Prof Edward Keedwell - Research - CEMPS

Engineering, Mathematics and Physical Sciences Intranet

Prof Edward Keedwell

Research

Publications

Prof. Keedwell has published one book 'Intelligent Bioinformatics' and over 120 papers in journals and conferences in the fields of computer science, bioinformatics and hydroinformatics. Details of these are available on the publications page. Further details are also available on Google Scholar and Researchgate

Funded Projects

Prof. Keedwell has successfully applied for projects worth over £2m in total. This funding has predominantly been provided by the EPSRC, with projects also funded by Innovate UK (was the Technology Strategy Board) and by industry.

Previous/Current Project Websites

Simplified Dual-Drainage Modelling for Flood Risk Assessment in Urban Areas (CADDIES)

Ant Colony Optimisation for Genome-Wide Association Studies (ACOGWAS)

This EPSRC funded project is investigating the use of a modern nature-inspired optimisation technique known as ant colony optimisation to discover associations between groups of small changes in DNA and a variety of diseases including type I and type II diabetes, inflammatory bowel disease and rheumatoid arthritis. The developed techniques are designed to search the billions of combinations of small changes in DNA over populations of thousands of people to determine those that might lead to a greater susceptability to disease.
In many cases, it is not possible to search every combination, even with very powerful computers and so this project is using one of a family of stochastic optimisation algorithms to perform this task. You can read more about the biology and computer science of this project, as well as read about the progress we are making in the sections below.

Ant Colony Optimisation (ACO)

The first ACO algorithm, proposed by Marco Dorigo in 1996 [1] was Ant System and since then a number of modifications have been proposed to improve performance of the algorithm. ACO is inspired by the way that populations of ants in nature can find a short path between the nest and a food source by sensing the pheromone trails of previous ants. The computational algorithm requires ants to traverse a topology which is either a direct representation of the problem (e.g. in the travelling salesman problem) or a landscape of variable choices known as a construction graph. We have adapted the algorithm to work with the specific challenges of Genome-Wide Association Studies.

Subset-Based ACO

Standard ACO works by laying pheromone on the links between variables choices, which works well for combinatorial problems. However, for subset based problems (i.e. selecting a small number of N from a larger set), this method does not work well and incurs high computational complexity. We have therefore made use of a method first proposed by Leguizamon and Michaelawicz (1999) [2] which lays pheromone on the variables (SNPs) themselves rather than the links between them, reducing the search space considerably and speeding execution.

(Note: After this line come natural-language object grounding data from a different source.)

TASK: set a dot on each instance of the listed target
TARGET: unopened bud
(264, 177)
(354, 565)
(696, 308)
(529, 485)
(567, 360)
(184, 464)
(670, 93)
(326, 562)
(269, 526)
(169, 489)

Tournament Selection ACO (T-ACO)

Standard ACO path selection works by constructing a roulette wheel of variable choices for the ants to consider, weighted by the pheromone (and possibly a local heuristic) on each choice. This works well for a wide range of problems, but the specifics of GWAS mean that such a roulette wheel would require ~400,000 such segments, leading to poor path selection pressure and large computational loads. To counter this, we developed a tournament-based ACO algorithm [3] that chooses paths by randomly selecting N SNPs and choosing the SNP with the best pheromone value for the ant to explore. Experimentation has shown the effectiveness of this method on high-dimensional problems and improved execution times for reasonable N.

P-Values of randomly generated gene-gene interactions in Type-II diabetes data

P-Values of randomly generated gene-gene interactions in Type-II diabetes data.

GWAS Using ACO

We have applied the above methods to data from the Wellcome Trust Case Control Consortium involving a number of different diseases. The datasets consist of around 400,000 SNPs and over 5000 individuals (~3000 controls, ~2000 cases) that must be explored by the ACO approaches. The size of this dataset has presented some challenges from a computational perspective and the flexibility of the ACO approach is such that we have been able to explore interesting relationships between SNPs. These are presented in more detail below:

Byte-Level Data Compression

With between 400,000 and 500,000 SNPs and 5000 individuals, storing the datasets in working memory became a problem. Using a single byte for each SNP would require between 2 and 2.5 GB of free space in RAM which can result in the OS paging to disk even with 4 GB or more of memory. We have therefore developed a compression technique that allows 4 SNPs to be stored in a single byte that reduces runtimes and allows for multiple runs to be made in parallel on the same machine if required [4].

Logical Operations

The traditional view of gene-gene interactions is that they operate with an AND operation, for instance - SNP1=GENOTYPE X AND SNP2=GENOTYPE Y is commonly used. We have explored some of the relationships that might exist between SNPs that are not represented by this AND operation, and have included OR, XOR and NOT to provide the algorithm more flexibility in the way in which it allows SNPs to interact [5]. Results have shown that these additional operations provide additional power to the algorithm to find statistically important associations in the data.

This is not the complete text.